Information about the pharmacodynamics of beta-lactams has accumulated rapidly over the last 20 years, and their application to cefotaxime are discussed in this review. Application of pharmacodynamics requires an integration of the pharmacokinetic and in vitro properties of the agent. Cefotaxime is similar to other beta-lactams in that it has little concentration-dependent killing and produces no postantibiotic effect against Gram-negative bacteria. However, it has a microbiologically active metabolite, deascetylcefotaxime, which can show synergy, partial synergy, or an additive effect in combination with the parent drug. More than any other technique, animal models have been able to elucidate the pharmacokinetic parameters that predict efficacy in vivo. They have shown that for beta-lactams it is the time that levels exceed the minimum inhibitory concentration (MIC) that is the most important determinant of efficacy. For bacteria to have no postantibiotic effect, plasma levels need to exceed the MIC for the whole of the dosing interval to achieve maximum killing at the site of infection. When applying these concepts as the most stringent criteria for efficacy using pharmacokinetic values from young, healthy volunteers, it can be shown that organisms with MICs of < or = 0.03 microgram/ml for a 1-g dose and 0.06 microgram/ml for a 2-g dose to achieve optimum efficacy with 12-h dosing of cefotaxime. However, two clinical studies have demonstrated trough levels much greater than would be predicted from these pharmacokinetic values, as a result of the effects of decreased renal function accompanying sepsis and older age. These studies showed that organisms with MICs < or = 1 microgram/ml for a 1-g dose or 2 micrograms/ml for a 2-g 12-h dose were covered for the whole of the dosing interval. Thus, all strains of Enterobacteriaceae and pathogenic Neisseria spp. that lack resistance mechanisms to third-generation cephalosporins would be covered using 12-h dosing schedules.

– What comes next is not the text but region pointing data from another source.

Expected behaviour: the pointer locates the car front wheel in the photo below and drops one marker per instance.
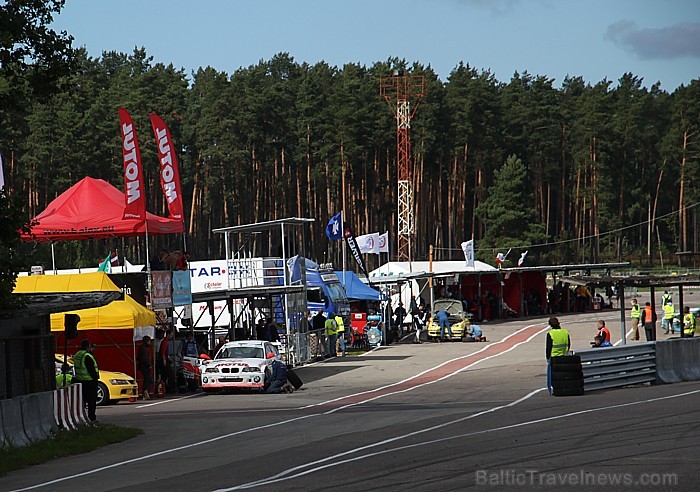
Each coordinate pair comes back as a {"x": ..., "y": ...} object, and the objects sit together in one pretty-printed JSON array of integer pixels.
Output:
[{"x": 102, "y": 394}]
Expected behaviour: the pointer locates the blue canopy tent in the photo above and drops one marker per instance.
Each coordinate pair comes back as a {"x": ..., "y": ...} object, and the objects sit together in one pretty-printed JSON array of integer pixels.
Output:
[{"x": 356, "y": 289}]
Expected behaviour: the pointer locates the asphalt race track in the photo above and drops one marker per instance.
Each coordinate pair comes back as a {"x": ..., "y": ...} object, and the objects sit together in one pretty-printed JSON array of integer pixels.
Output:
[{"x": 450, "y": 416}]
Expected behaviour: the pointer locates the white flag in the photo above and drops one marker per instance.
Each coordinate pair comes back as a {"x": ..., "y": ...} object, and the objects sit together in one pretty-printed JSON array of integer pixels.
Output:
[
  {"x": 522, "y": 258},
  {"x": 369, "y": 243},
  {"x": 468, "y": 248},
  {"x": 384, "y": 242},
  {"x": 2, "y": 175}
]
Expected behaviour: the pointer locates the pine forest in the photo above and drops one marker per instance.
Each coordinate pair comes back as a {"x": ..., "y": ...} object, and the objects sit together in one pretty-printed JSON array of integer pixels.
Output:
[{"x": 573, "y": 170}]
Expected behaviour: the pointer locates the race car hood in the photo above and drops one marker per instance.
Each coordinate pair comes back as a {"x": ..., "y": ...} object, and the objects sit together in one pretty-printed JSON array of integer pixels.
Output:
[
  {"x": 233, "y": 363},
  {"x": 116, "y": 375}
]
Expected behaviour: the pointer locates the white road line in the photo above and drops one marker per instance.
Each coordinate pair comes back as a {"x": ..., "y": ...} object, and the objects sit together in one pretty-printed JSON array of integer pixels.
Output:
[
  {"x": 420, "y": 373},
  {"x": 284, "y": 475},
  {"x": 267, "y": 426},
  {"x": 170, "y": 400},
  {"x": 281, "y": 476},
  {"x": 439, "y": 379}
]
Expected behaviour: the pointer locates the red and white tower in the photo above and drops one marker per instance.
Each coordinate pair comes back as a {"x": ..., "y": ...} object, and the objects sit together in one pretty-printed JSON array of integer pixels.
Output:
[{"x": 403, "y": 93}]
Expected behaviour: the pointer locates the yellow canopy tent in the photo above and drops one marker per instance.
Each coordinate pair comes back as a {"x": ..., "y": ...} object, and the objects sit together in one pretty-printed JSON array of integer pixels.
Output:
[
  {"x": 127, "y": 314},
  {"x": 116, "y": 325}
]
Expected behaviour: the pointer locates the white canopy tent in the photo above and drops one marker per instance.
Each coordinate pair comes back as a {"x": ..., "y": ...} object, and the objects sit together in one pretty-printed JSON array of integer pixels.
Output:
[{"x": 407, "y": 275}]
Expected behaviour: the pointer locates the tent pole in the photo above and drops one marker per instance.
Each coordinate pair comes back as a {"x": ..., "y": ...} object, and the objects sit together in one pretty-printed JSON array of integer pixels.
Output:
[{"x": 149, "y": 277}]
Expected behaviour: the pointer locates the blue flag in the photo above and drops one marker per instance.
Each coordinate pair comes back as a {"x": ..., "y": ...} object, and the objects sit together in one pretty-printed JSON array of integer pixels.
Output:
[{"x": 334, "y": 229}]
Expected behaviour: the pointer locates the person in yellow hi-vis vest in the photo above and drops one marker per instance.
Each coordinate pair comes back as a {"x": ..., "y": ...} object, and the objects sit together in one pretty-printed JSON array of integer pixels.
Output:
[
  {"x": 87, "y": 374},
  {"x": 669, "y": 313},
  {"x": 635, "y": 314},
  {"x": 689, "y": 322},
  {"x": 340, "y": 332},
  {"x": 558, "y": 343},
  {"x": 330, "y": 329}
]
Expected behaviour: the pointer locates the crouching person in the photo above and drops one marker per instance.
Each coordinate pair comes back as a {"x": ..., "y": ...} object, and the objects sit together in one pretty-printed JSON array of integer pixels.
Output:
[
  {"x": 277, "y": 382},
  {"x": 475, "y": 334}
]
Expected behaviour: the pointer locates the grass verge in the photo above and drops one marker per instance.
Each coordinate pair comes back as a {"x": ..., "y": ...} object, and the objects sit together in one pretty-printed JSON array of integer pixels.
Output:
[{"x": 63, "y": 443}]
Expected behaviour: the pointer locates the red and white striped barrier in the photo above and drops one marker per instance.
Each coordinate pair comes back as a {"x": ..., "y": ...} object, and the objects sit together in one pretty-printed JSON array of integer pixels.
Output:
[{"x": 69, "y": 407}]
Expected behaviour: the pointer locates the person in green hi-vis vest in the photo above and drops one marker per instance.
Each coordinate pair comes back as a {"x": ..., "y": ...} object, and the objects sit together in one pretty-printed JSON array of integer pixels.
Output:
[{"x": 558, "y": 343}]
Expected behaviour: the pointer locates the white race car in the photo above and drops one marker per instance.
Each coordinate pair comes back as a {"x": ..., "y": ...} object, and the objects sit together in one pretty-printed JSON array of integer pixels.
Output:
[{"x": 240, "y": 364}]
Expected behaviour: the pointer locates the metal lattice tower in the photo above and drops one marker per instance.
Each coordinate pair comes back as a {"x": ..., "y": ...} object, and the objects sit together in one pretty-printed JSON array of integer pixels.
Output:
[{"x": 400, "y": 91}]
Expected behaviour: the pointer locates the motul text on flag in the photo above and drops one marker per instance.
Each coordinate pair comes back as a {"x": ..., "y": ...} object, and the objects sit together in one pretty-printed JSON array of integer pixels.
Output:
[
  {"x": 134, "y": 189},
  {"x": 169, "y": 172}
]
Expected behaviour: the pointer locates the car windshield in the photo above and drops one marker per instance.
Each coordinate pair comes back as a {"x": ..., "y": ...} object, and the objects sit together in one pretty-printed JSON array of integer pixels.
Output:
[{"x": 240, "y": 353}]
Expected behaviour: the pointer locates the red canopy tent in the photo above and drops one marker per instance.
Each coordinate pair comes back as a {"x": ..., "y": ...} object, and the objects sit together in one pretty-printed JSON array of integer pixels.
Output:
[{"x": 93, "y": 209}]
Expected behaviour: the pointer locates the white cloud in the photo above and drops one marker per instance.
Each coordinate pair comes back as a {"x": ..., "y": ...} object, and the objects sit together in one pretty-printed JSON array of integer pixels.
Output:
[{"x": 676, "y": 41}]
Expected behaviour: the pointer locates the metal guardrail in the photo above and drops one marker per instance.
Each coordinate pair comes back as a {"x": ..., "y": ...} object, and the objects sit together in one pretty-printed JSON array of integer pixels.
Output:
[{"x": 615, "y": 367}]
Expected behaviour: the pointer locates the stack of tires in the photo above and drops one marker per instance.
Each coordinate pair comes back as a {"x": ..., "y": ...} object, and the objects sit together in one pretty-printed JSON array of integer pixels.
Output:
[{"x": 567, "y": 375}]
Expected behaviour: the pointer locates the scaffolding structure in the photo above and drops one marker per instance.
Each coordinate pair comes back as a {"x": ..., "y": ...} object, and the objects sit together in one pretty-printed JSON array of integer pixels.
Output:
[{"x": 403, "y": 93}]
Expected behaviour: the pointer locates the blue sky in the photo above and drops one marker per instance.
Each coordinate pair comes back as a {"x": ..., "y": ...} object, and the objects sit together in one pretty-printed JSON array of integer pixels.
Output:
[{"x": 596, "y": 39}]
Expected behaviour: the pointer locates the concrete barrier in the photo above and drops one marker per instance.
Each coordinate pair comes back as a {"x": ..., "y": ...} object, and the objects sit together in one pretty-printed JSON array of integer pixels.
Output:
[
  {"x": 12, "y": 422},
  {"x": 37, "y": 415},
  {"x": 69, "y": 409},
  {"x": 678, "y": 359}
]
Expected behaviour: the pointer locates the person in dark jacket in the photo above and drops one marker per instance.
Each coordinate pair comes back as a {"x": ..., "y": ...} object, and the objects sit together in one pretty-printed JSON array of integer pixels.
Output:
[
  {"x": 649, "y": 322},
  {"x": 278, "y": 376}
]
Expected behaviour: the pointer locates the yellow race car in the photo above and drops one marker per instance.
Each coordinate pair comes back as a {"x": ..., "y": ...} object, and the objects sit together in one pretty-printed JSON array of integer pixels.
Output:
[
  {"x": 111, "y": 387},
  {"x": 459, "y": 321}
]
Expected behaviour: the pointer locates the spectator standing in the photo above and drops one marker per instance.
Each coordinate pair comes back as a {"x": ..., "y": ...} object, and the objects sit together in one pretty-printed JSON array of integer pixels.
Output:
[
  {"x": 635, "y": 314},
  {"x": 689, "y": 322},
  {"x": 558, "y": 343},
  {"x": 666, "y": 298},
  {"x": 603, "y": 331},
  {"x": 649, "y": 322},
  {"x": 64, "y": 378},
  {"x": 220, "y": 343},
  {"x": 669, "y": 314},
  {"x": 273, "y": 334},
  {"x": 278, "y": 376},
  {"x": 421, "y": 319},
  {"x": 600, "y": 342},
  {"x": 331, "y": 334},
  {"x": 167, "y": 370},
  {"x": 189, "y": 348},
  {"x": 475, "y": 334},
  {"x": 143, "y": 363},
  {"x": 340, "y": 333},
  {"x": 444, "y": 321},
  {"x": 183, "y": 262},
  {"x": 87, "y": 374}
]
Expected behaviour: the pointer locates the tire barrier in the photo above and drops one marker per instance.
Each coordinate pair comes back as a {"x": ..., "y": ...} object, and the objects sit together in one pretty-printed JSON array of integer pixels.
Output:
[
  {"x": 678, "y": 360},
  {"x": 69, "y": 408},
  {"x": 3, "y": 441},
  {"x": 12, "y": 425},
  {"x": 37, "y": 415},
  {"x": 616, "y": 367},
  {"x": 567, "y": 375}
]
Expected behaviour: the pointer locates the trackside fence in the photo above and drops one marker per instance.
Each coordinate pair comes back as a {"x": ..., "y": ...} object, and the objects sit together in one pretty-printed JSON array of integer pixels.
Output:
[{"x": 615, "y": 367}]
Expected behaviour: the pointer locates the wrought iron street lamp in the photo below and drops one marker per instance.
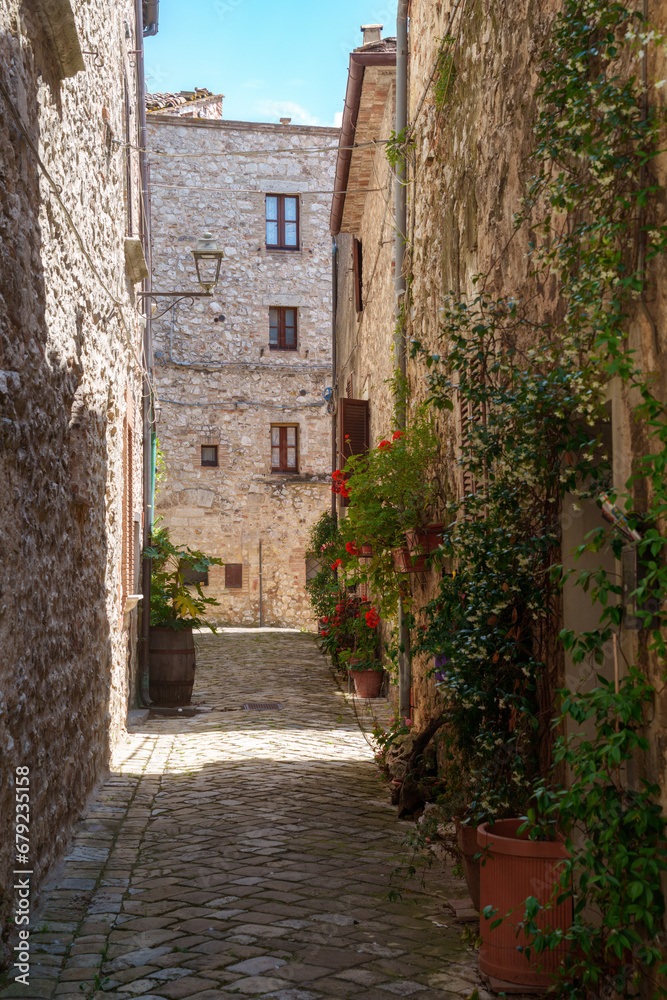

在过去20年里,关于β-内酰胺类药物药效学的信息迅速积累,本综述将讨论其在头孢噻肟上的应用。药效学的应用需要整合药物的药代动力学和体外特性。头孢噻肟与其他β-内酰胺类药物相似,其浓度依赖性杀菌作用较弱,对革兰氏阴性菌无抗生素后效应。然而,它有一个具有微生物活性的代谢产物,去乙酰头孢噻肟,与母体药物联合使用时可表现出协同、部分协同或相加作用。动物模型比任何其他技术都更能阐明预测体内疗效的药代动力学参数。研究表明,对于β-内酰胺类药物,药物水平超过最低抑菌浓度(MIC)的时间是疗效的最重要决定因素。为使细菌无抗生素后效应,血浆水平需要在整个给药间隔内超过MIC,以在感染部位实现最大杀菌效果。当将这些概念作为使用年轻健康志愿者药代动力学值的最严格疗效标准时,可以发现,对于1g剂量的头孢噻肟,MIC≤0.03μg/ml、2g剂量的MIC≤0.06μg/ml的微生物,采用每12小时给药方案可实现最佳疗效。然而,两项临床研究表明,由于脓毒症和老年导致肾功能下降所产生的影响,谷浓度远高于根据这些药代动力学值所预测的水平。这些研究表明,对于1g剂量的MIC≤1μg/ml或2g 12小时剂量的MIC≤2μg/ml的微生物,在整个给药间隔内均能被覆盖。因此,所有缺乏对第三代头孢菌素耐药机制的肠杆菌科菌株和致病性奈瑟菌属菌株,采用每12小时给药方案均可被覆盖。